Cons. of energy with rotational motion

[musicfairy]

In Figure 11-32, a solid brass ball of mass m and radius r will roll without slipping along the loop-the-loop track when released from rest along the straight section. For the following answers use g for the acceleration due to gravity, and m, r, and R, as appropriate, where all quantities are in SI units.

(a) From what minimum height h above the bottom of the track must the marble be released to ensure that it does not leave the track at the top of the loop? (The radius of the loop-the-loop is R. Assume R > r.)

(b) If the marble is released from height 6R above the bottom of the track, what is the magnitude of the horizontal component of the force acting on it at point Q?



For part a I came up with the equation

mgh = (1/2)mv² + (1/2)mv² + 2mgR
gh = (7/10)v² + 2gR

I think that's right, but I can't figure out how to solve for v. I'm guessing that It has something to do with centripetal force.

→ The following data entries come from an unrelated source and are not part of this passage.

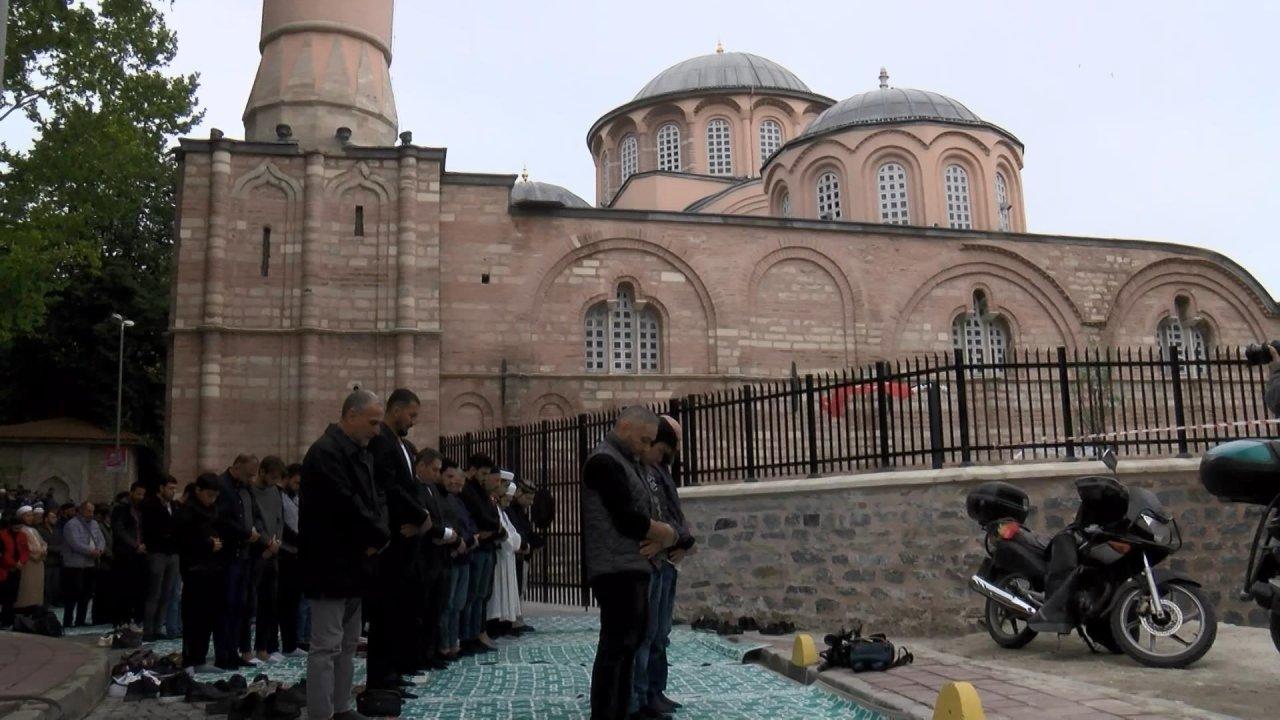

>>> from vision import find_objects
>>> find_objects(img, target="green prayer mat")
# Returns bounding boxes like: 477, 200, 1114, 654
110, 614, 887, 719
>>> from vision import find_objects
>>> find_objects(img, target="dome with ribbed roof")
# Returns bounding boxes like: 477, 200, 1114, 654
510, 177, 591, 209
633, 50, 812, 102
800, 71, 998, 139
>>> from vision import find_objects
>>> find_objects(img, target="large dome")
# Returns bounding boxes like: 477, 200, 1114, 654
633, 51, 812, 102
801, 78, 987, 139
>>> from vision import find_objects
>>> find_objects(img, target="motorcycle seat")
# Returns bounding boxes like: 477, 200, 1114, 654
1014, 529, 1051, 555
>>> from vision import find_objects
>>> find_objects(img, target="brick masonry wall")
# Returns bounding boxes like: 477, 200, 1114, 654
672, 459, 1269, 635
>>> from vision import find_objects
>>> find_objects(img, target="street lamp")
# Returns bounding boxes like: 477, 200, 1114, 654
110, 313, 135, 453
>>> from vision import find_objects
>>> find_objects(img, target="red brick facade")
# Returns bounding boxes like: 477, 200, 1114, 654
163, 137, 1278, 479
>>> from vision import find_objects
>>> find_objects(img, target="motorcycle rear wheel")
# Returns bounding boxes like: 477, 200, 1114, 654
1110, 581, 1216, 668
985, 573, 1038, 649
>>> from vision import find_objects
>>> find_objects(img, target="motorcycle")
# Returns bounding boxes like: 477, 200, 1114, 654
966, 451, 1218, 668
1200, 439, 1280, 654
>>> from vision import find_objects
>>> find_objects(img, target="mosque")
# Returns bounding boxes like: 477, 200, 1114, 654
163, 0, 1278, 479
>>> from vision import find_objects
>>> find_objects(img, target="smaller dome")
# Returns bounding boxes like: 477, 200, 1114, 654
510, 179, 591, 209
801, 85, 984, 138
634, 51, 812, 102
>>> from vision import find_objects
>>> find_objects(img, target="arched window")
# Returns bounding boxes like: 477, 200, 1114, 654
816, 171, 842, 220
1158, 299, 1209, 377
951, 291, 1010, 366
620, 135, 638, 184
944, 164, 972, 229
706, 118, 733, 176
995, 172, 1012, 231
779, 190, 792, 218
877, 162, 910, 225
585, 285, 662, 374
759, 119, 783, 164
656, 123, 681, 172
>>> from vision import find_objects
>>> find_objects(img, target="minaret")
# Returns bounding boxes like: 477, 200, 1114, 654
243, 0, 399, 151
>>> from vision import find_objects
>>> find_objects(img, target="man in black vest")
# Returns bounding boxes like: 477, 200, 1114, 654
214, 453, 261, 670
365, 389, 432, 696
300, 389, 389, 720
582, 406, 678, 720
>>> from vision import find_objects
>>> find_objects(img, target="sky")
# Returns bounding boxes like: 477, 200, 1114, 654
8, 1, 1279, 295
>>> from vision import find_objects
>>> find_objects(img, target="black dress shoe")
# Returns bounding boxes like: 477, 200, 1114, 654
395, 677, 413, 687
657, 693, 682, 709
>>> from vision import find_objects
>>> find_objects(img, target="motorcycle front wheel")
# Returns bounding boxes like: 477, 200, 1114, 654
1110, 581, 1217, 668
985, 573, 1038, 649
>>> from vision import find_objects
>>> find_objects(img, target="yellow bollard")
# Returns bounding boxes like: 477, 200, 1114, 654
791, 633, 818, 667
932, 681, 985, 720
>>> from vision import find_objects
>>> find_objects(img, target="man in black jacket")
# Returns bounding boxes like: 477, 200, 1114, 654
301, 389, 389, 720
365, 388, 432, 694
582, 407, 677, 720
413, 447, 458, 671
109, 481, 148, 629
176, 473, 224, 673
214, 453, 261, 670
141, 476, 180, 641
459, 454, 502, 653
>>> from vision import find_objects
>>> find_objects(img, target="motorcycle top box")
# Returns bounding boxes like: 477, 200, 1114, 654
966, 482, 1030, 525
1200, 439, 1280, 505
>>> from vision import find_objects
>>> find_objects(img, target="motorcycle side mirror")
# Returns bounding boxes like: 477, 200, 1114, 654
1102, 447, 1118, 472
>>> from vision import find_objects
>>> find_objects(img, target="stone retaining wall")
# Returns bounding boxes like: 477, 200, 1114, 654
673, 458, 1268, 635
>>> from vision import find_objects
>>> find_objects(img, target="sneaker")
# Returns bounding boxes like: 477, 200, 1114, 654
108, 672, 139, 698
267, 652, 286, 663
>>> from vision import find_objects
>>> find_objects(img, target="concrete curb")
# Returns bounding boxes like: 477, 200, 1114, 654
1, 637, 113, 720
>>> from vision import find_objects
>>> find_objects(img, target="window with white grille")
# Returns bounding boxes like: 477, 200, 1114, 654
944, 164, 972, 229
951, 291, 1009, 367
817, 171, 842, 220
657, 124, 681, 172
877, 162, 910, 225
995, 172, 1011, 231
585, 285, 661, 373
611, 286, 635, 372
706, 118, 733, 176
1158, 316, 1207, 376
620, 135, 638, 184
585, 306, 607, 372
759, 120, 783, 164
637, 310, 660, 372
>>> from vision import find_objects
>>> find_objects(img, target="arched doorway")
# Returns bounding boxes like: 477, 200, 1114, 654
37, 476, 72, 505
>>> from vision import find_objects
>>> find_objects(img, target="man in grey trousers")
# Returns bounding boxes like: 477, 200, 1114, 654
300, 390, 389, 720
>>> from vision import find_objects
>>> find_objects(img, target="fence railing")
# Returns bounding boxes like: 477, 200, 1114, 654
439, 346, 1276, 605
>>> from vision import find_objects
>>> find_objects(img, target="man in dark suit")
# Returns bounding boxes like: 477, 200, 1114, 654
413, 447, 458, 671
300, 389, 389, 720
365, 389, 431, 695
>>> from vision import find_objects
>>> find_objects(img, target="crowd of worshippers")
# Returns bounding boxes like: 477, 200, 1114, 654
1, 388, 545, 720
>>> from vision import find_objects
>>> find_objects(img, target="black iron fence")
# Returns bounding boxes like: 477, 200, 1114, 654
439, 346, 1276, 605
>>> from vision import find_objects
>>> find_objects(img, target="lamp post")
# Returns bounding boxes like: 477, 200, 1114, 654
110, 313, 135, 454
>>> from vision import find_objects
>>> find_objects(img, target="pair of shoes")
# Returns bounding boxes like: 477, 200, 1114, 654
123, 673, 162, 702
213, 674, 248, 694
277, 679, 306, 706
158, 672, 193, 703
185, 678, 234, 703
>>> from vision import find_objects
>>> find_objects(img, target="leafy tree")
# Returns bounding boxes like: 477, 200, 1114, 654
0, 0, 201, 448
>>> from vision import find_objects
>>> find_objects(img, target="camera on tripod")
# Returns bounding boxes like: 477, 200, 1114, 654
1244, 341, 1280, 366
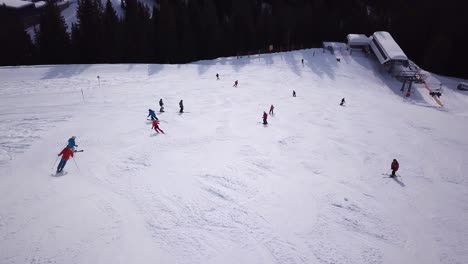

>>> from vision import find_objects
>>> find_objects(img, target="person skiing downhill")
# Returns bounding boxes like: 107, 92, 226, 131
216, 73, 219, 80
159, 99, 164, 112
340, 98, 346, 106
56, 146, 74, 173
179, 100, 184, 113
293, 90, 296, 97
152, 120, 165, 134
391, 159, 399, 177
233, 80, 238, 87
67, 136, 77, 150
148, 109, 158, 120
269, 105, 274, 115
262, 111, 268, 125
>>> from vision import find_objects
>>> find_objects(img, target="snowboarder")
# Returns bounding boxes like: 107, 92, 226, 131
148, 109, 158, 120
340, 98, 346, 106
179, 100, 184, 113
391, 159, 399, 177
293, 90, 296, 97
262, 111, 268, 125
159, 99, 164, 112
152, 120, 165, 134
67, 136, 77, 150
233, 80, 238, 87
56, 146, 74, 174
269, 105, 274, 115
216, 73, 219, 80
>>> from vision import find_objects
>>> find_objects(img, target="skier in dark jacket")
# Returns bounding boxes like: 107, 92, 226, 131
148, 109, 158, 120
67, 136, 77, 150
391, 159, 399, 177
216, 73, 219, 80
293, 90, 296, 97
233, 80, 238, 87
340, 98, 345, 106
179, 100, 184, 113
57, 146, 74, 173
269, 105, 274, 115
159, 99, 164, 112
262, 111, 268, 125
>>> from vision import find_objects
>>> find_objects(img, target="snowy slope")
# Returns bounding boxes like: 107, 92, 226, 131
1, 49, 468, 264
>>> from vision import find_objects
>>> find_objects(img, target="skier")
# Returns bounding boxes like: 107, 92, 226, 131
179, 100, 184, 113
67, 136, 77, 150
233, 80, 238, 87
391, 159, 399, 177
293, 90, 296, 97
301, 59, 304, 66
269, 104, 274, 115
159, 99, 164, 112
340, 98, 346, 106
216, 73, 219, 80
56, 146, 74, 174
262, 111, 268, 125
148, 109, 158, 120
152, 120, 165, 134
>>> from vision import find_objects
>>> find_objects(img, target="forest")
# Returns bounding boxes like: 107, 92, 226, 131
1, 0, 467, 78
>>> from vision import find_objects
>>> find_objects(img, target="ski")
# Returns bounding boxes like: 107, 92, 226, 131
382, 173, 401, 178
52, 171, 68, 177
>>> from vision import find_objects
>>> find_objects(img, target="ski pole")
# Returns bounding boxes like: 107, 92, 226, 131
52, 156, 59, 170
72, 157, 81, 173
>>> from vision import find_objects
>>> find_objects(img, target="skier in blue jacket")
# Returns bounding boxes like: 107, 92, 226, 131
67, 136, 78, 150
148, 109, 158, 120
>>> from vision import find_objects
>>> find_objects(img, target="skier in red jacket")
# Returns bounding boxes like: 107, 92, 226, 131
152, 120, 165, 134
262, 111, 268, 125
391, 159, 399, 177
57, 146, 74, 173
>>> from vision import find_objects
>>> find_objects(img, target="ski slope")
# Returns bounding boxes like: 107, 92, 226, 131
1, 49, 468, 264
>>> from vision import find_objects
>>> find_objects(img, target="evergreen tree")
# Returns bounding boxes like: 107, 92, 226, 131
158, 0, 178, 63
74, 0, 104, 63
0, 6, 35, 65
101, 0, 121, 62
36, 1, 70, 64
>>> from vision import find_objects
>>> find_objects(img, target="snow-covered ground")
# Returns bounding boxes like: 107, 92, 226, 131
1, 49, 468, 264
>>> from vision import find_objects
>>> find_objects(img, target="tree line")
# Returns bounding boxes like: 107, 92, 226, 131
0, 0, 467, 78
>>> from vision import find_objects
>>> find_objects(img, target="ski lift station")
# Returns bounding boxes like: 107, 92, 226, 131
369, 31, 409, 68
346, 34, 371, 49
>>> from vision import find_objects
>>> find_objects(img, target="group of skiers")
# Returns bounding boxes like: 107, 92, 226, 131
55, 134, 401, 177
53, 71, 400, 178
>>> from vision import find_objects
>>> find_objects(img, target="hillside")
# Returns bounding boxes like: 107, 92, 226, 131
1, 49, 468, 264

Part b probably needs an answer from part a. The horizontal component of the force is the normal force (= centripetal force?).

Help please.

 

[curly_ebhc]

your logic is good (except I don't get your second 1/2mv2).

You are right about centripital force. At the top the ball needs enough velocity so that its centripital inertia= its weight. The force of gravity must equal its centripital force. This will translate directly into an equation for velocity from centripital acceleration or froce.

 

[Doc Al]

For part a I came up with the equation

mgh = (1/2)mv² + (1/2)mv² + 2mgR
gh = (7/10)v² + 2gR

OK. (That second term in your first equation should be rotational KE.)

I think that's right, but I can't figure out how to solve for v. I'm guessing that It has something to do with centripetal force.

Right. Apply Newton's 2nd law to solve for v.

Part b probably needs an answer from part a.

Not really.

The horizontal component of the force is the normal force (= centripetal force?).

Yep.

 

[musicfairy]

For that I meant to say 1/5mv²

For part a I set N = 0 at the top of the loop

N + mg = mv²/(R-r)

g = v²/(R-r)

v² = g(R-r)

gh = (7/10)g(R-r) + 2gR

h = (7/10)g(R-r) + 2R




Part b

Using the equation from earlier...

g(6R) = (7/10)v² + gR
v² = (50/7)gR

N = mv² / (R-r)
N = m(50gR)/(7(R-r))



But it won't take my answer. =(


What did I do wrong now?

 

[Doc Al]

For that I meant to say 1/5mv²

For part a I set N = 0 at the top of the loop

N + mg = mv²/(R-r)

g = v²/(R-r)

v² = g(R-r)

gh = (7/10)g(R-r) + 2gR

h = (7/10)g(R-r) + 2R

The height of the ball's center at the top of the motion should be 2R-r, not 2R.

Part b

Using the equation from earlier...

g(6R) = (7/10)v² + gR
v² = (50/7)gR

N = mv² / (R-r)
N = m(50gR)/(7(R-r))

This looks OK to me.